This invention relates to machine vision and, more particularly, to systems for illuminating an object.
Machine vision typically involves illuminating an object, e.g., a semiconductor chip, and capturing an image, by video camera, using the light reflected off the object for computer analysis. Among the prior art illumination techniques are those of "front" lighting and "back" lighting. According to the former, the object is illuminated from the front, e.g., by a small spotlight or flood, and the image is captured for analysis. According to the latter, the object is illuminated from behind and its silhouette is captured by the camera.
A problem with basic implementations of front lighting techniques is that they fail to adequately illuminate some features of the object and, consequently, to enable those features to be captured by the camera. In a front lighting system, some features (or defects) may be positioned or angled in such a way that light reflected off them does not reach the camera. Thus, for example, light reflected off a beveled specular edge may "miss" the camera lens, effectively hiding that feature and preventing its further analysis. Of course, since a back-lighting system illuminates from the rear, features on the face of the object will not be captured.

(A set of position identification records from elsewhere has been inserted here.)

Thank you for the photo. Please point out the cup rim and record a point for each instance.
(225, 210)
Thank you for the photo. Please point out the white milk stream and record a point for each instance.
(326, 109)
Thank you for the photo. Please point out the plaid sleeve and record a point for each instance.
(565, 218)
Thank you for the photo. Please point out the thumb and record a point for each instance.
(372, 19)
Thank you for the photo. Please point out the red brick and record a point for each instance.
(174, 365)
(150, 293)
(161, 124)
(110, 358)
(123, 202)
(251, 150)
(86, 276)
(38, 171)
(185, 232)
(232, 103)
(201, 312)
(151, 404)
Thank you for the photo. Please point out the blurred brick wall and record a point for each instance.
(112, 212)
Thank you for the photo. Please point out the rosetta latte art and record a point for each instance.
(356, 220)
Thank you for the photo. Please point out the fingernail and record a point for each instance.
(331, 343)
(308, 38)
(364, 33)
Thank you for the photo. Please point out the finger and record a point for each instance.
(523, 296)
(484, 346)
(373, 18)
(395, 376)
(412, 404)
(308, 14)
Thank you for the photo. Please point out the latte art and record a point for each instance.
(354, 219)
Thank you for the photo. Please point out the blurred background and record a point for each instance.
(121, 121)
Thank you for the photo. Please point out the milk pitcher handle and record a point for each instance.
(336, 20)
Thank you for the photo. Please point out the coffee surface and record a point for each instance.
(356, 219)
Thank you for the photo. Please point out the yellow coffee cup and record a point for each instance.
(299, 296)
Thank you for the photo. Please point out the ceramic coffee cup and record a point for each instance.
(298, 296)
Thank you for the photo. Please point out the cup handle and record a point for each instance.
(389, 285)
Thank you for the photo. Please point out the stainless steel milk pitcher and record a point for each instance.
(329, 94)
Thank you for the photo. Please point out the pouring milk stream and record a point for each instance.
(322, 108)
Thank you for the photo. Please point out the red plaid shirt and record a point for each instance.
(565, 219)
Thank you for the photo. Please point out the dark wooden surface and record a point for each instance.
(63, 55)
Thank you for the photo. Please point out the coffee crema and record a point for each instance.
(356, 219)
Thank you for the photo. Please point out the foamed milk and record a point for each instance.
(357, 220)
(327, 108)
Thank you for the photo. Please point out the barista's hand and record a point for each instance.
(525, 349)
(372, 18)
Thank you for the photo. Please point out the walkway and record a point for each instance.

One prior art front lighting technique, employed in the photographic arts, uses a variant of a continuous hemispherical illuminator to illuminate an object. Here, the object is surrounded by a tent of cloth illuminated uniformly from the outside. A camera lens is placed in a small hole in the cloth to permit the object image to be captured on film.
A problem with this type of frontal illumination is that it tends to produce a dark spot on the object at a position opposite the hole. To minimize that spot, the hole must be small with respect to the distance to the object, requiring a large tent and long focal length lens.
An object of this invention to simulate such tent illumination in a very small space and with lenses that are large with respect to the distance to the object.
Other general and more specific objects of this invention will in part be obvious and evident from the drawings and description which follows.